UNM Women's Cross Country wins 2017 NCAA Title
LOUISVILLE, Ky. — After Saturday, the University of New Mexico may never want to run another national championship outside of Louisville.
For the second time in the last three years, the Lobo women’s cross country team won the national title at the NCAA Division I Cross Country Championships in Louisville, relying on a dominant performance by individual winner Ednah Kurgat for its second team title ever.
Behind Kurgat’s meet-record victory over the six-kilometer course at E.P. ‘Tom’ Sawyer State Park, the second-ranked UNM women placed four scorers in the top 15 en route to becoming the ninth team in NCAA history to win multiple national titles in women’s cross country.
“Such a great day,” New Mexico head coach Joe Franklin said, who led the Lobos to an NCAA title in 2015.
The Lobos’ championship is the third NCAA title in University of New Mexico history, joining the their win in 2015 and the New Mexico skiing program’s NCAA title in 2004. It’s the fifth NCAA women’s cross country title in Mountain West history.
— New Mexico XC/T&F (@UNMLoboXCTF) November 18, 2017
It was also the team’s eighth-straight top-10 performance at the NCAA Championships — the longest active streak in NCAA history — and the team’s third top-three showing in the last four years, joining 2014’s third-place finish in Terre Haute, Indiana.
But, it was a new cast of runners hoisting the championship trophy after the race, led by an undefeated Kurgat.
“This win is different than 2015,” Franklin said. “This team is a lot different. They’ve been running well all year.”
Kurgat continued her remarkable season, capturing the team’s first individual title in cross country with a time of 19 minutes, 19.42 seconds.
Winning for the fifth time this season in as many tries, Kurgat ran up near the front of the 255-runner field from virtually the start, eventually taking over about two kilometers in. Washington’s Amy-Eloise Neale was second in 19:26.93.
Kurgat’s time is the fastest in championship history since the NCAA moved the race distance up from 5,000 meters in 2000. She also recorded the largest margin of victory, 7.51 seconds, since 2014.
“I was so excited,” Kurgat said. “I don’t take anything for granted.

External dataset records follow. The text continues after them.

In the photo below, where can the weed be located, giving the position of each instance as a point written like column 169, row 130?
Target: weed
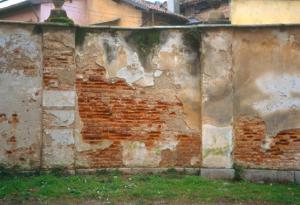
column 59, row 171
column 238, row 172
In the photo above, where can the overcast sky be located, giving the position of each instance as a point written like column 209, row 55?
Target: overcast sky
column 156, row 0
column 10, row 2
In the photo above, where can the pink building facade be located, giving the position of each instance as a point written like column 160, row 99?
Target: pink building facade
column 76, row 10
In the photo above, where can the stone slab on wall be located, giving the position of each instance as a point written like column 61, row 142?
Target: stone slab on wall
column 59, row 97
column 20, row 91
column 217, row 101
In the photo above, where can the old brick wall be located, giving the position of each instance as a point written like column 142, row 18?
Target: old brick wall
column 135, row 115
column 102, row 98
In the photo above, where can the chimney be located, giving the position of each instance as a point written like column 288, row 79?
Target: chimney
column 173, row 6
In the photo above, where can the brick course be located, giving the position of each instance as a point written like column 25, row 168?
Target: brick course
column 249, row 137
column 118, row 112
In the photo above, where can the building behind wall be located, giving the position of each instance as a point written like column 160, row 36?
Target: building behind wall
column 129, row 13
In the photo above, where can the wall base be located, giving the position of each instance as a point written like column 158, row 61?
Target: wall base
column 188, row 171
column 217, row 173
column 262, row 176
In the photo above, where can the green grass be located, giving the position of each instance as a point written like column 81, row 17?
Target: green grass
column 116, row 187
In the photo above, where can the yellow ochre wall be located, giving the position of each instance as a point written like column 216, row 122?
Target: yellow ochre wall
column 107, row 10
column 265, row 12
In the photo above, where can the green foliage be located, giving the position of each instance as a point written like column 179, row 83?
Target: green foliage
column 144, row 188
column 80, row 36
column 238, row 172
column 61, row 19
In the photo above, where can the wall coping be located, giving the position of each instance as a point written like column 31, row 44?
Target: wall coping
column 200, row 26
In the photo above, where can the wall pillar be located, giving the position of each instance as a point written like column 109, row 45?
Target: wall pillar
column 59, row 97
column 217, row 99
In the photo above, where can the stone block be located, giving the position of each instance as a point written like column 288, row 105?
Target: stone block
column 54, row 98
column 257, row 175
column 217, row 173
column 58, row 118
column 60, row 136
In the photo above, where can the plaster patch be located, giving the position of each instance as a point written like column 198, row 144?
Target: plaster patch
column 53, row 98
column 59, row 117
column 157, row 73
column 281, row 91
column 61, row 136
column 136, row 154
column 217, row 144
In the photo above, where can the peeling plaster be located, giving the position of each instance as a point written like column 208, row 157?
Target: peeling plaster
column 217, row 146
column 280, row 90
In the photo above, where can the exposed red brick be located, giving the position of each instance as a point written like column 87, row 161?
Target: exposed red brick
column 118, row 112
column 249, row 138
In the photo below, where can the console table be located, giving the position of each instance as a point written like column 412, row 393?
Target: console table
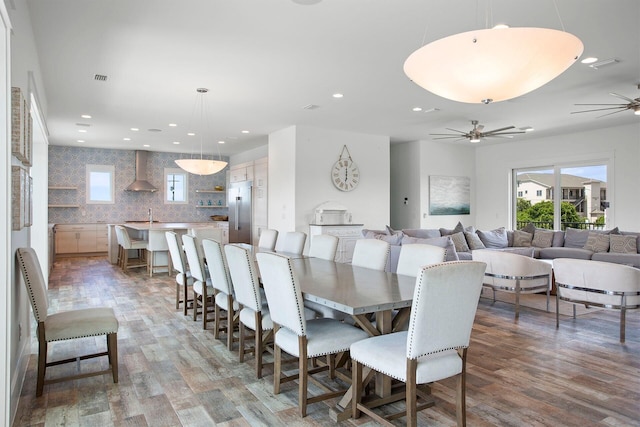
column 347, row 235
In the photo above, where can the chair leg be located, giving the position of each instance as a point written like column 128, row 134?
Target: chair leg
column 461, row 393
column 303, row 364
column 356, row 383
column 112, row 350
column 412, row 405
column 42, row 365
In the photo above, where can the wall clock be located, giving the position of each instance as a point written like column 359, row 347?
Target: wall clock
column 345, row 174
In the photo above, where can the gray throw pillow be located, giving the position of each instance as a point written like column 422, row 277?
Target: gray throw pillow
column 623, row 244
column 443, row 242
column 473, row 241
column 522, row 238
column 597, row 242
column 543, row 238
column 446, row 232
column 460, row 242
column 495, row 238
column 574, row 238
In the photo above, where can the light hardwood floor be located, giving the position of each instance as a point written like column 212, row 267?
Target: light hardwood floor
column 174, row 373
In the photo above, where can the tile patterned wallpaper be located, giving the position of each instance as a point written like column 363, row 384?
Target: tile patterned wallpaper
column 67, row 169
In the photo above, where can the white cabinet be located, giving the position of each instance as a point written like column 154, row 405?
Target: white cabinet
column 241, row 172
column 347, row 235
column 81, row 238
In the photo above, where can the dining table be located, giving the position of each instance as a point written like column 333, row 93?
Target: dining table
column 378, row 301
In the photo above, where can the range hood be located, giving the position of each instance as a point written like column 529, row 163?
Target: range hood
column 141, row 183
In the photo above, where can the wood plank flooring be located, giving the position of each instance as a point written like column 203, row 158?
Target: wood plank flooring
column 172, row 372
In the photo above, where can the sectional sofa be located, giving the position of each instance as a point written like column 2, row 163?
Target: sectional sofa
column 600, row 245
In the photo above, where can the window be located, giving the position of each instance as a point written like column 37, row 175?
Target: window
column 100, row 184
column 581, row 202
column 175, row 184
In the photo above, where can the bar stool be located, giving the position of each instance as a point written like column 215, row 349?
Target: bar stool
column 126, row 243
column 157, row 243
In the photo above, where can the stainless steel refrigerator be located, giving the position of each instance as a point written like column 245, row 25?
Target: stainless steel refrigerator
column 239, row 201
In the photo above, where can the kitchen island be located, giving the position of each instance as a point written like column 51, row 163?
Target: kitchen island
column 141, row 230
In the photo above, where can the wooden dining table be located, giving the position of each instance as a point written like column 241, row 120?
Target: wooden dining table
column 378, row 301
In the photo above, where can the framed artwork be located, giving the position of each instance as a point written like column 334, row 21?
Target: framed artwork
column 18, row 192
column 449, row 195
column 21, row 127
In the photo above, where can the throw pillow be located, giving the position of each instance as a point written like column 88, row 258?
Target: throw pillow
column 394, row 239
column 597, row 242
column 522, row 238
column 623, row 244
column 473, row 241
column 574, row 238
column 495, row 238
column 422, row 233
column 542, row 238
column 460, row 242
column 458, row 228
column 443, row 242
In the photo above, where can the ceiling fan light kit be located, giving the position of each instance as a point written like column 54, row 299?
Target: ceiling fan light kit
column 492, row 65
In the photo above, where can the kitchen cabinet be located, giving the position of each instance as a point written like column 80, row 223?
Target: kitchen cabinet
column 241, row 172
column 347, row 235
column 80, row 238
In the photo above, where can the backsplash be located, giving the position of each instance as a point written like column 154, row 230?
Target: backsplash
column 67, row 169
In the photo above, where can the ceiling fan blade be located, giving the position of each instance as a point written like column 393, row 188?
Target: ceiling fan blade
column 608, row 114
column 601, row 109
column 595, row 105
column 446, row 137
column 621, row 97
column 504, row 133
column 499, row 130
column 456, row 130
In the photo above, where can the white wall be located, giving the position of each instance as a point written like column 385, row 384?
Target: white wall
column 619, row 146
column 301, row 158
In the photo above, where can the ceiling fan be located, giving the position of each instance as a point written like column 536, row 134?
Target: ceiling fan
column 632, row 104
column 476, row 134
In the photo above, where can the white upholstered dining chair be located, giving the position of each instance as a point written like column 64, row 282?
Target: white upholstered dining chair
column 179, row 264
column 415, row 256
column 254, row 312
column 371, row 253
column 226, row 306
column 323, row 246
column 268, row 239
column 65, row 325
column 301, row 338
column 203, row 292
column 291, row 242
column 435, row 346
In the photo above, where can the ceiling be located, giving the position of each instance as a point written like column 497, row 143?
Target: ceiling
column 265, row 61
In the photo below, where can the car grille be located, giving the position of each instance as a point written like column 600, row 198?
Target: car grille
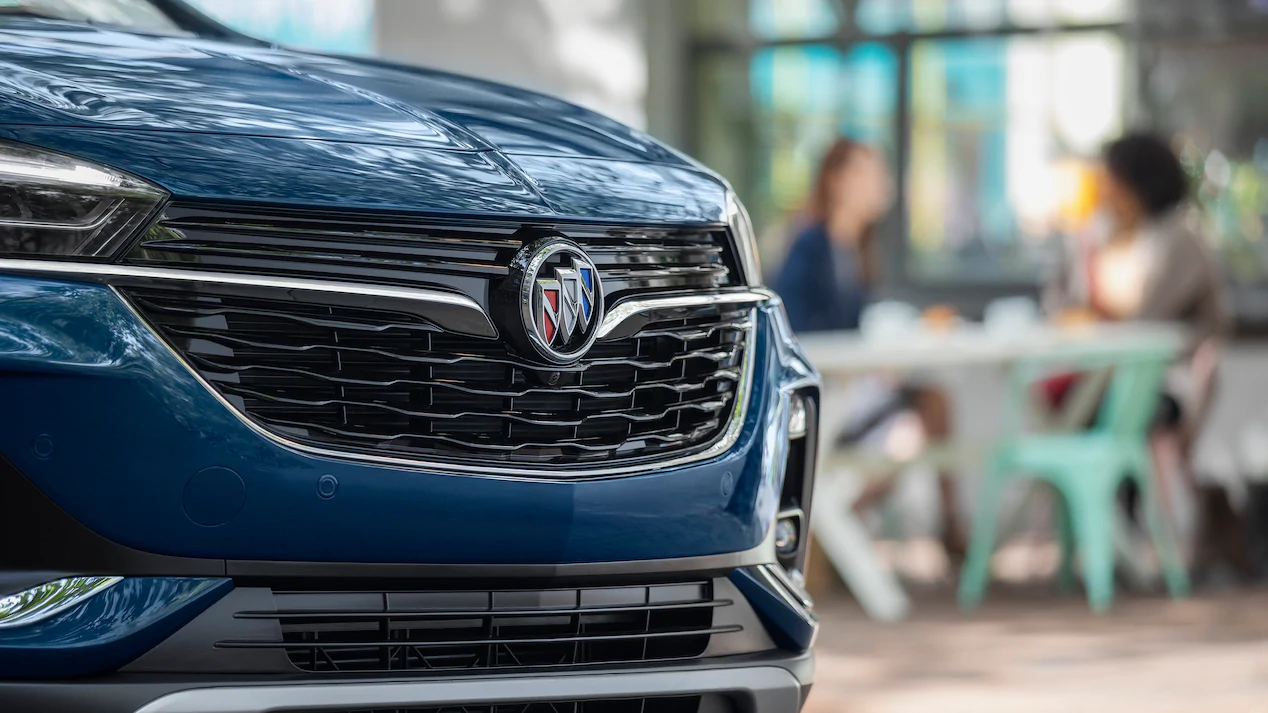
column 665, row 704
column 351, row 377
column 393, row 385
column 439, row 631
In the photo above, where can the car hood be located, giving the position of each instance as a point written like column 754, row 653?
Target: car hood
column 279, row 126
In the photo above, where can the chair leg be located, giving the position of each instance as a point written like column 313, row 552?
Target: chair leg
column 1093, row 529
column 976, row 565
column 1067, row 542
column 1160, row 530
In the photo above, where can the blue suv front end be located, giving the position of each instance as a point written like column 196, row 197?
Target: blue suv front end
column 342, row 386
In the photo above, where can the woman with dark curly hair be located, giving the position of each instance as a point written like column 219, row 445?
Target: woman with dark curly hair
column 1146, row 260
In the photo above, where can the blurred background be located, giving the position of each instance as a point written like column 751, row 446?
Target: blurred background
column 992, row 116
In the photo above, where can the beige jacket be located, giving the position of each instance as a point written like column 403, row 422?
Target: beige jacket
column 1182, row 278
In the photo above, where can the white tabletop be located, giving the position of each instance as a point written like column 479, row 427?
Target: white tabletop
column 919, row 348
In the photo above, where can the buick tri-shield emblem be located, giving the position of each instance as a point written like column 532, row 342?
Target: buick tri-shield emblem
column 562, row 306
column 561, row 300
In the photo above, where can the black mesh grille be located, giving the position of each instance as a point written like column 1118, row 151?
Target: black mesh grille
column 392, row 383
column 677, row 704
column 444, row 631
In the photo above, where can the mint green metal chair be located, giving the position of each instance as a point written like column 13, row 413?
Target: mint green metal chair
column 1086, row 470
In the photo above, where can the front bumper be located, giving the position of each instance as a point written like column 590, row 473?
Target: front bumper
column 766, row 684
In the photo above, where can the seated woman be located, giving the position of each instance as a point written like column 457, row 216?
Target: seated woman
column 1145, row 259
column 827, row 281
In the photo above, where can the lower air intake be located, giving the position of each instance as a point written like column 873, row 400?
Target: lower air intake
column 445, row 631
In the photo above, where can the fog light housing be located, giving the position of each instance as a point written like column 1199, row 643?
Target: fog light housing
column 786, row 537
column 796, row 418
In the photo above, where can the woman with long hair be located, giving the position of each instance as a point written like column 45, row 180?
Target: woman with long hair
column 827, row 281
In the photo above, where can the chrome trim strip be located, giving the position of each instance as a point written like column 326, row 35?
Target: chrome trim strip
column 520, row 472
column 50, row 599
column 769, row 689
column 360, row 289
column 627, row 308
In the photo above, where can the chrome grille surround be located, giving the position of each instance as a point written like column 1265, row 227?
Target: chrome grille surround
column 643, row 310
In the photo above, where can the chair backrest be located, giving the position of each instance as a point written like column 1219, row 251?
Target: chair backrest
column 1131, row 397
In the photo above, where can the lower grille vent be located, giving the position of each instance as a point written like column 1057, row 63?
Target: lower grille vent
column 422, row 631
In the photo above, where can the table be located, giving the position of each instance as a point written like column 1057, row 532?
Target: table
column 843, row 355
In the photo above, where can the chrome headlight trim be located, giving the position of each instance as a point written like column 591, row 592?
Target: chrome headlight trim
column 61, row 206
column 744, row 239
column 50, row 599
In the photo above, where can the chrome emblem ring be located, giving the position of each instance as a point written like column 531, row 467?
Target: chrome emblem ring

My challenges are behind me. They all act as a stepping stone to where I am today.”
However, as it’s been all season, Kurgat was quickly joined at the finish line by her teammates, with three other Lobos finishing in the top 15.
Weini Kelati placed seventh overall with a time of 19:35.77, while Charlotte Prouse took 12th (19:48.93) and Alice Wright finished 14th (19:49.73).
All four earned All-American honors (which are given to the top 40 finishers), giving the team 18 All-American plaudits since their streak of top-10 team finishes started in 2010.
— NCAA Track & Field (@NCAATrackField) November 18, 2017
For Wright, she earned her fourth career All-American nod in cross country, becoming the first female runner in Division I to earn the honor in four straight years since Colorado’s Shalaya Kipp (2010-13). Since the current criteria for All-American status was implemented in 2008, Wright is just the fifth female athlete to accomplish the feat.
But, facing a field where every second and every place counted, New Mexico’s title hopes relied significantly on the performance of its No. 5 runner.
Alondra Negrón Texidor didn’t let her team down, scoring via her 85th-place time 20:36.67. Close behind were Alex Buck (105th place, time of 20:44.88) and Kieran Casey (123rd, 20:54.21).
“I got asked a question the other day who our fifth [runner] would be and I didn’t have any idea,” Franklin said. “Alondra, Alex and Kieran all ran well.”
As a team, UNM tallied 90 points, besting No. 3 San Francisco (105 points) and No. 1 Colorado (139) in the low-score-wins format.
Like in 2015 when they scored 49 points, the Lobos finished with a team score below 100 points. The score on Saturday is just the third under 100 points since 2010. (Michigan State had 85 in 2014.)
On the men’s side, individual qualifier Josh Kerr finished the men’s 10-kilometer race in 32:04.68, placing 224th.
Northern Arizona won the men’s team title with 74 points, making this championship the first in NCAA cross country history that two non-Power Five schools won the men’s and women’s team titles.